2.2.3 Analyses of each case study and the joint analysis of all case studies

During the analyses of case studies, I constantly contrasted interviews, meetings and documentary data with each other. In other words, I employed comparative analysis between different types of data (Mason 2002, 33). In each case study, the practical process of analysing interviews and meetings was conducted by coding the data by using the computer-aided qualitative data analysis system Atlas-Ti. There were two stages in this process. In the first stage, those instances were identified from interview

11 More detailed descriptions of these analyses can be found in each original article, under the sections on Research design or Research methods.

and meeting talk in which practitioners either referred explicitly to audit techniques, or mentioned them indirectly while discussing something else. After this descriptive coding (Gibbs 2007, 149), I moved on to the second stage of analysis to form analytic codes (ibid., 44). Here, I divided the instances into more specific codes, according to practitioners’ descriptions of the features of audit, and their own reactions and opinions towards audit techniques. In this stage, I further interpreted the codes within a conceptual framework adapted from the analytics of government (see section 2.2.2).

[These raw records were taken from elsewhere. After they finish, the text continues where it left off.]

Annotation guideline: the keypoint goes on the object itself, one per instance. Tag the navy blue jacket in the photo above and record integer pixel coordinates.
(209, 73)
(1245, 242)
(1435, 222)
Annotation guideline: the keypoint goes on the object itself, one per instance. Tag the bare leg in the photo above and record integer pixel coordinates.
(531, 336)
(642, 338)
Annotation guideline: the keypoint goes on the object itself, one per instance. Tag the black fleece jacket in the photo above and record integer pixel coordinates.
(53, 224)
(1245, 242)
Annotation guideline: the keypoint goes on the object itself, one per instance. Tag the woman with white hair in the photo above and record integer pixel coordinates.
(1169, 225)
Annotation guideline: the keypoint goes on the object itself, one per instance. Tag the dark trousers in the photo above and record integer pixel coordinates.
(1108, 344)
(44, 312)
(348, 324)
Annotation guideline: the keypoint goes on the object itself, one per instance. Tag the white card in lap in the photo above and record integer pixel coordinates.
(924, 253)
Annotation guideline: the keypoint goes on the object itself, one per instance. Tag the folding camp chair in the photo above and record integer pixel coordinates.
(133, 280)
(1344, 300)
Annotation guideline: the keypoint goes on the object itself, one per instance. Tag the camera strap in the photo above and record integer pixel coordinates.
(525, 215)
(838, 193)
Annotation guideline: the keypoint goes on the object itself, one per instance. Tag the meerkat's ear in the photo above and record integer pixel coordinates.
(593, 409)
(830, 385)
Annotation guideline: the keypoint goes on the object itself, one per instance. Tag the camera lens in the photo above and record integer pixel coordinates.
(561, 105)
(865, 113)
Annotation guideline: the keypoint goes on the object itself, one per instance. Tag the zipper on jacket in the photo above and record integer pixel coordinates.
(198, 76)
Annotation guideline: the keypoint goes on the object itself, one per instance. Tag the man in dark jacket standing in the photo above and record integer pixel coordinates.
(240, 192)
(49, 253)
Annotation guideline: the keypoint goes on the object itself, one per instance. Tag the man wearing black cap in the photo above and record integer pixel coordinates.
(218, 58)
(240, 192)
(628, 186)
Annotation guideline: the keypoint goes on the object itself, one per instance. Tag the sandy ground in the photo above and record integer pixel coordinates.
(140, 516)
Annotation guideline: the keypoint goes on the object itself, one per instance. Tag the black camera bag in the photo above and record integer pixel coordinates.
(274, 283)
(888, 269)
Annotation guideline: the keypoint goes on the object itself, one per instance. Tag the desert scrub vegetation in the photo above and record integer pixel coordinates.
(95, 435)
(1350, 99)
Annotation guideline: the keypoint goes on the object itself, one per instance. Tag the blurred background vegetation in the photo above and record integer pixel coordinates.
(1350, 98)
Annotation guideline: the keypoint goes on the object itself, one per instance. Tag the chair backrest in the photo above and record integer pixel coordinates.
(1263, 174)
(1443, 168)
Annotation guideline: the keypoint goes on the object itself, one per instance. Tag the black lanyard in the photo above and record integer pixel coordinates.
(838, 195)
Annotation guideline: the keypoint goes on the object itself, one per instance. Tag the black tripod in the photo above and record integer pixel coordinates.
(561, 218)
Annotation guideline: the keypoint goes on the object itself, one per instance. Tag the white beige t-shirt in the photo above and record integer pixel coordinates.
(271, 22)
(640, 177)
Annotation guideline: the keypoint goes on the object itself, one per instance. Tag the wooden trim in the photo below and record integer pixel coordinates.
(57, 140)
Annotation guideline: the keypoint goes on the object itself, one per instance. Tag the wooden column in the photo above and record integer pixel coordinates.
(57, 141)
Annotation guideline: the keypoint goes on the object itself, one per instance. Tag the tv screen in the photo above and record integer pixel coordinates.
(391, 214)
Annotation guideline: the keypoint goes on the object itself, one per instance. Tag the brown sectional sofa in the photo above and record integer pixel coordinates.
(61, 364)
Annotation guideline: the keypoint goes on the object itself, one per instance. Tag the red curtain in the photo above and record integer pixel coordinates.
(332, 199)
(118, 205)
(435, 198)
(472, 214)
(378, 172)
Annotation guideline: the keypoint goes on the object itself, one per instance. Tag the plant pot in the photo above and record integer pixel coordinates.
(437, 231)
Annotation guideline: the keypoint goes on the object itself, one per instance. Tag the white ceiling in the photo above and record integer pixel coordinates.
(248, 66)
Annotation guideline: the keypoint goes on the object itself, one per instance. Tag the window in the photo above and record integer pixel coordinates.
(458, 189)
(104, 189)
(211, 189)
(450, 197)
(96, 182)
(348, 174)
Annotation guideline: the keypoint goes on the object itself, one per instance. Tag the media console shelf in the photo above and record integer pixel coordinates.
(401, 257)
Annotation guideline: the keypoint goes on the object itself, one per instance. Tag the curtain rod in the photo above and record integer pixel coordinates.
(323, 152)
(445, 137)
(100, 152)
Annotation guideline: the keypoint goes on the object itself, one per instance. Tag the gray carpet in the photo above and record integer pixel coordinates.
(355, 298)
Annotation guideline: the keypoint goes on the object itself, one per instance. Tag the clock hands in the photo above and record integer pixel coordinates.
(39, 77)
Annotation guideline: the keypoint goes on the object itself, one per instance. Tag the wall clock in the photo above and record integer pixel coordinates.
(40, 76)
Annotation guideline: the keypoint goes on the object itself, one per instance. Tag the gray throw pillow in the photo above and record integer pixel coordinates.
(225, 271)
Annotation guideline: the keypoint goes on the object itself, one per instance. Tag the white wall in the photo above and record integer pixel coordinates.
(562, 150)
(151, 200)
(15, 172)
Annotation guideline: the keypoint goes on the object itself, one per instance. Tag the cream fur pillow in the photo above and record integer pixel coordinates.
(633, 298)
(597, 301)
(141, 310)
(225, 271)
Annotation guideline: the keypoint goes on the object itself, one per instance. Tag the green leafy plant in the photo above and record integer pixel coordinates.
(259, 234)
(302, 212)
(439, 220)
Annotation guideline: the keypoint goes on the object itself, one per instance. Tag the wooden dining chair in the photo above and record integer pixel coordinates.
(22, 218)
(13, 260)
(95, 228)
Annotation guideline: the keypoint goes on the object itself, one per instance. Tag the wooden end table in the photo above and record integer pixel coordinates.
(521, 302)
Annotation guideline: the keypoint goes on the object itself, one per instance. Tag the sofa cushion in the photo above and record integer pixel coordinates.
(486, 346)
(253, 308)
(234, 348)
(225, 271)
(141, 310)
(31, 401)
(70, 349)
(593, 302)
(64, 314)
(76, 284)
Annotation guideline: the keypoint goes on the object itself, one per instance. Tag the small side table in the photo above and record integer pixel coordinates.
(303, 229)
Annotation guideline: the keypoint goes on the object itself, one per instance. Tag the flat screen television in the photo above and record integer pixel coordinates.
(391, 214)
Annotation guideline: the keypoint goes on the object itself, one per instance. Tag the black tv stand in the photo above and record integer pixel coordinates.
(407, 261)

This second stage of data analysis can be identified as interpretive coding (ibid.,150).

My viewpoint of studying audit as a technology of government slightly shifted as the research progressed. In the early days of the research process, my “analytic gaze” was focussed on audit techniques primarily as forms of regulative governance (Foucault 2005; Foucault 1984, 179–213). This phase resulted in case studies 1 and 2 which emphasise how practitioners try to follow the norms of audit techniques. After considering audit largely as a means of control, I then became interested in looking at the possibility of practitioners acting otherwise. At this point, I started to analyse whether audit can be challenged by practitioners. This effort was founded on Foucault’s (2007) statement on the importance of raising questions about resistance, especially in such contexts where the conduct and government of individuals take place. As Gordon (1980, 255) puts it: “Human material operated on by programs and technologies is inherently a resistant material. Resistance is thus an essential aspect whenever people’s behaviour is regulated by diverse programs and technologies.” All in all, in the process of conducting five case studies my analytic focus evolved: I moved from the first two case studies on what I later call as “iron cage” view to audit, to respective case studies (3, 4) on what I will call as “discretionary space” view to audit. By the time I conducted the last case study (5), I included both views and analysed the aspects of control and discretion side by side.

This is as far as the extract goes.